Friday, 10 June 2011

Playboy Club

I thought I'd lost my mojo, I really did. Having spent most of my adult life wanting to fuck about three hundred girls a day (of course this was always an absolute fantasy) suddenly I lost it. Where had it gone? I know the fantasy wasn't exactly right on, but I guess I saw it as some kind of affirmation of my existence as an animal, and now it had just, well, gone. I said this to one of my younger pals last night and he was horrified; 'That can't happen!' he said 'it can and it has' I replied.
So it was fortuitous that I suddenly received a commission to review the new Playboy Club in Mayfair.
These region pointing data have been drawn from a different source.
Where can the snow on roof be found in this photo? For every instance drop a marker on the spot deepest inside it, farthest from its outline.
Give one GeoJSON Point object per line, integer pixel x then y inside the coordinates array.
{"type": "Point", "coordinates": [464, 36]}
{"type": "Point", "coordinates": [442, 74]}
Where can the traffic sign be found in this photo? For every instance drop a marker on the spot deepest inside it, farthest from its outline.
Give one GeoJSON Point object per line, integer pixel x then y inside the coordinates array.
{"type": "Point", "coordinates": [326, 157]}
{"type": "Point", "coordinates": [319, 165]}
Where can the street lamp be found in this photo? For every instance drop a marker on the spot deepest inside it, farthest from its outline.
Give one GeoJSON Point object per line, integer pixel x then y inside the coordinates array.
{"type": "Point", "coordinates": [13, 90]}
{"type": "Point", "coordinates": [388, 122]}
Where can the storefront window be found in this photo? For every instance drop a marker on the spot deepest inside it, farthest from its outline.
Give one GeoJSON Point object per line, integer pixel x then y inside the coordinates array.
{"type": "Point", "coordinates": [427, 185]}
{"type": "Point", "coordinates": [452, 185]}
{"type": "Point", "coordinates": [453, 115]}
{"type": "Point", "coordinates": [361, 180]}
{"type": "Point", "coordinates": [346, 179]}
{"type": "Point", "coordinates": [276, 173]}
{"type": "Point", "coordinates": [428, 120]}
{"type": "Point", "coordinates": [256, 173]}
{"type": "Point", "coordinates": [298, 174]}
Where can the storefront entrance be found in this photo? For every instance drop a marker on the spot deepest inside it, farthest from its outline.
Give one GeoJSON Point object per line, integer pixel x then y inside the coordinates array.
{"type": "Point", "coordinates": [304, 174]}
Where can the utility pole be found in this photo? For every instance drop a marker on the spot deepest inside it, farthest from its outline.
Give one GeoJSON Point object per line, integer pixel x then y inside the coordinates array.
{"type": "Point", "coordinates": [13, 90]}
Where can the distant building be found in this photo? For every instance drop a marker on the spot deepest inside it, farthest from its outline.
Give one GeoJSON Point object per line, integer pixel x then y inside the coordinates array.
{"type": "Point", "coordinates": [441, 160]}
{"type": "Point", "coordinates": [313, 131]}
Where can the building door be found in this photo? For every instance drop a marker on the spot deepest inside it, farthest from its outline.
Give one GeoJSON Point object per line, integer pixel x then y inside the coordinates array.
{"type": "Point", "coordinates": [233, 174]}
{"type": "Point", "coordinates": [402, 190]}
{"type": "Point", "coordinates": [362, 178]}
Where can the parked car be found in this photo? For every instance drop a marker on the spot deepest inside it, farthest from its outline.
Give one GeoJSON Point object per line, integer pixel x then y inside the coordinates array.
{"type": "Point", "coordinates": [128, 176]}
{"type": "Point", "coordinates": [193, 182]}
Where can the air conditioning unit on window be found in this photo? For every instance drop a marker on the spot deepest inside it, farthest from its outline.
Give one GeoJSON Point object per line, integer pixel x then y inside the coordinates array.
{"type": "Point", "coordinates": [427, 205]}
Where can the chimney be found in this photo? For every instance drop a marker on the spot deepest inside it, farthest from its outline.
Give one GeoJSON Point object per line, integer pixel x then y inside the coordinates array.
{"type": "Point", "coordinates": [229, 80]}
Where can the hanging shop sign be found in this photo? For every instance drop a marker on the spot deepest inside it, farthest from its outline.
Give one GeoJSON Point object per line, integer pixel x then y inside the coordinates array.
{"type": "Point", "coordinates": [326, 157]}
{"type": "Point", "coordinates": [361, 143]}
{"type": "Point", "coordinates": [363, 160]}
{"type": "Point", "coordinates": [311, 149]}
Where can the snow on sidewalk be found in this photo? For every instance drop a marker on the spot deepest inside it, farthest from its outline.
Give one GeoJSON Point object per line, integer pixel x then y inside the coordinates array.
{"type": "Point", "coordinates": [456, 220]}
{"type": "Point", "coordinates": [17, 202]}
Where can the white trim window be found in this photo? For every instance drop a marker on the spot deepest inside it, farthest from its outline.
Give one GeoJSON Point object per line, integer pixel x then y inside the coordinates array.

Now Mayfair is a shithole populated by those who want to buy second hand Lanboughini's (low milage) for £199,000 and ridiculous looking Range Rovers in white looking like they've been crossed with Gucci handbags (just walk up Park Lane).
And strangely, I was greeted on entrance to the new Playboy Club by not the singular buxom playmate of choice I had in mind, but by SIX OR SEVEN various representatives of architects and PR companies and Playboy International and all that. I realised I get everything wrong.
However, I did soon recognise an element of 'the mojo's return'. Context is everything. It's easy to loose you mojo in the east end, and even more in a university, but it's rather easy to find it again in expensive sanctuaries like the Playboy Club. That's probably why so many middle eastern Syrians, Yemenis etc plus other displaced billionaires need to hang out there with girls dressed as bunnies.
The architect was very nice; everything was very subtle. Nothing can be overt in this country, even girls dressed as bunny rabbits. It was as louche louche louche as you could get, the sort of place that had 'accents'. The man from Playboy was the sort of under thirty business hotshot only the Americans can still produce, it was like being transported back to Las Vegas. He was excellent, he EXUDED mojo, the essence of mojo, and you couldn't help but lap it up as bunnies in tights floated by offering you drinks. Selling the idea of sex, now that's a universal. I'm glad I got some treatment.